Падение (Камю) - страница 42

Что я хочу сказать? Да то, что единственная польза от бога была бы, если б он гарантировал невиновность, и на религию я смотрел бы скорее как на огромную прачечную, чем она, кстати сказать, и была когда-то, но очень недолго – в течение нескольких лет – и не называлась тогда религией. Однако с тех пор не хватает мыла, а так как носы у нас грязные, то мы их друг другу вытираем. Все пакостные, все наказанные, а туда же, плюем на провинившихся, и хлоп – в каменный мешок! Давай, кто кого переплюнет, вот и все. Я вам сейчас открою большой секрет, дорогой мой. Не ждите Страшного суда. Он происходит каждый день.

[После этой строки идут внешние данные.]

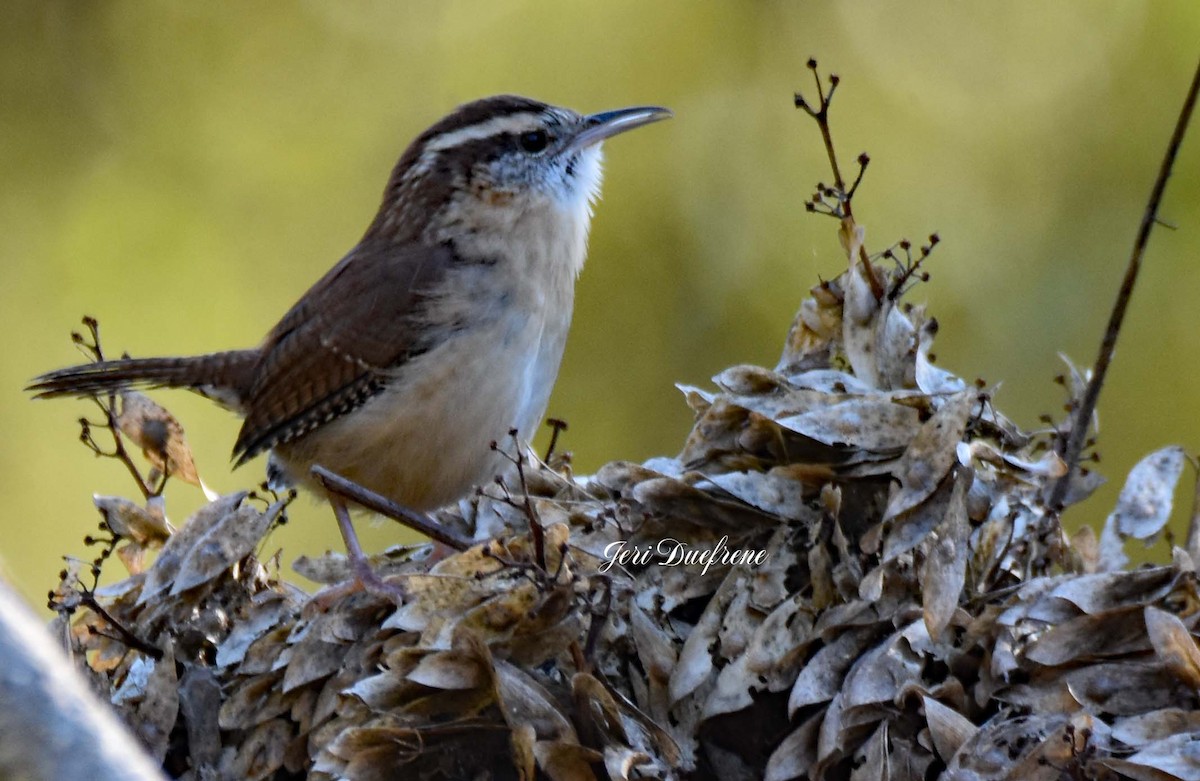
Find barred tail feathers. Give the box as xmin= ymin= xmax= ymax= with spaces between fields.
xmin=25 ymin=350 xmax=258 ymax=408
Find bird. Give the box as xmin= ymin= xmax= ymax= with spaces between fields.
xmin=26 ymin=95 xmax=672 ymax=511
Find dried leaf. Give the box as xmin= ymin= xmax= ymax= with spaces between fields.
xmin=1145 ymin=606 xmax=1200 ymax=690
xmin=922 ymin=696 xmax=978 ymax=762
xmin=922 ymin=467 xmax=974 ymax=641
xmin=1105 ymin=445 xmax=1186 ymax=540
xmin=116 ymin=391 xmax=216 ymax=499
xmin=170 ymin=501 xmax=283 ymax=595
xmin=137 ymin=491 xmax=247 ymax=605
xmin=883 ymin=393 xmax=977 ymax=521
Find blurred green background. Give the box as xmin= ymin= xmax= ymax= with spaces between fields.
xmin=0 ymin=0 xmax=1200 ymax=602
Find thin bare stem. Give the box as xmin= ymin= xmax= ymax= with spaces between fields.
xmin=1049 ymin=62 xmax=1200 ymax=512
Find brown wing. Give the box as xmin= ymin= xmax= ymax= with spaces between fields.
xmin=234 ymin=240 xmax=454 ymax=465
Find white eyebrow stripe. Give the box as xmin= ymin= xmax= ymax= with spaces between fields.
xmin=425 ymin=112 xmax=539 ymax=152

Нет, не беспокойтесь, я озяб немножко, оттого и дрожу. Такая сырость проклятая! Да мы уже и подплываем. Стоп! Нет-нет, вас пропускаю вперед. Но только не уходите, пожалуйста, проводите меня немножко. Я еще не кончил, надо продолжить. А продолжать-то как раз и трудно. Погодите, вы знаете, за что его распяли – того самого, о ком вы, может быть, думаете в эту минуту? Разумеется, было много причин. Всегда найдутся причины для того, чтобы убить человека. И наоборот, невозможно оправдать помилование. Преступление всегда найдет защитников, а невиновность – только иногда. Но, помимо тех причин, какие нам усердно объясняли в течение двух тысяч лет, была еще одна важная причина этой ужасной казни, и я не знаю, почему ее так старательно скрывают. Истинная причина вот в чем: он-то сам знал, что совсем невиновным его нельзя назвать. Если на нем не было бремени преступления, в котором его обвиняли, он совершил другие грехи, даже если и не знал какие. А может быть, и знал? Во всяком случае, он стоял у их истока. Он, наверно, слышал, как говорили об избиении младенцев. Маленьких детей в Иудее убивали, а его самого родители увезли в надежное место. Из-за чего же дети умерли, если не из-за него? Он этого не хотел, разумеется. Перепачканные кровью солдаты, младенцы, разрубленные надвое, – это было ужасно для него. И конечно, по самой сущности своей он не мог их забыть. Та печаль, которую угадываешь во всех его речах и поступках, – разве не была она неисцелимой тоской? Он ведь слышал по ночам голос Рахили, стенавшей над мертвыми своими детьми и отвергавшей все утешения. Стенания поднимались во мраке ночном, Рахиль звала детей своих, убитых из-за него, а он-то, он был жив!

Он знал все сокровенное, все постигнул в душе человеческой (Ах! Кто бы мог подумать, что иной раз не так преступно предать смерти, как не умереть самому!), он день и ночь думал о своем безвинном преступлении, и для него стало слишком трудно крепиться и жить. Лучше было со всем покончить, не защищаться, умереть, чтобы не сознавать себя единственным уцелевшим, не поддаваться соблазну уйти куда-нибудь в другое место, где его, может быть, поддержат. Его не поддержали, он на это возроптал, и тогда его стенания подвергли цензуре. Да-да, кажется, это евангелист Лука выкинул из текста его жалобный возглас: «Зачем ты покинул меня?» – ведь это мятежный возглас, не правда ли! Живо, ножницы сюда! Заметьте, однако, что, если бы Лука ничего не вычеркнул, жалобу распятого едва бы заметили; во всяком случае, она не заняла бы большого места. А запрещение цензора превратило возглас в крик. Странно все устроено в мире.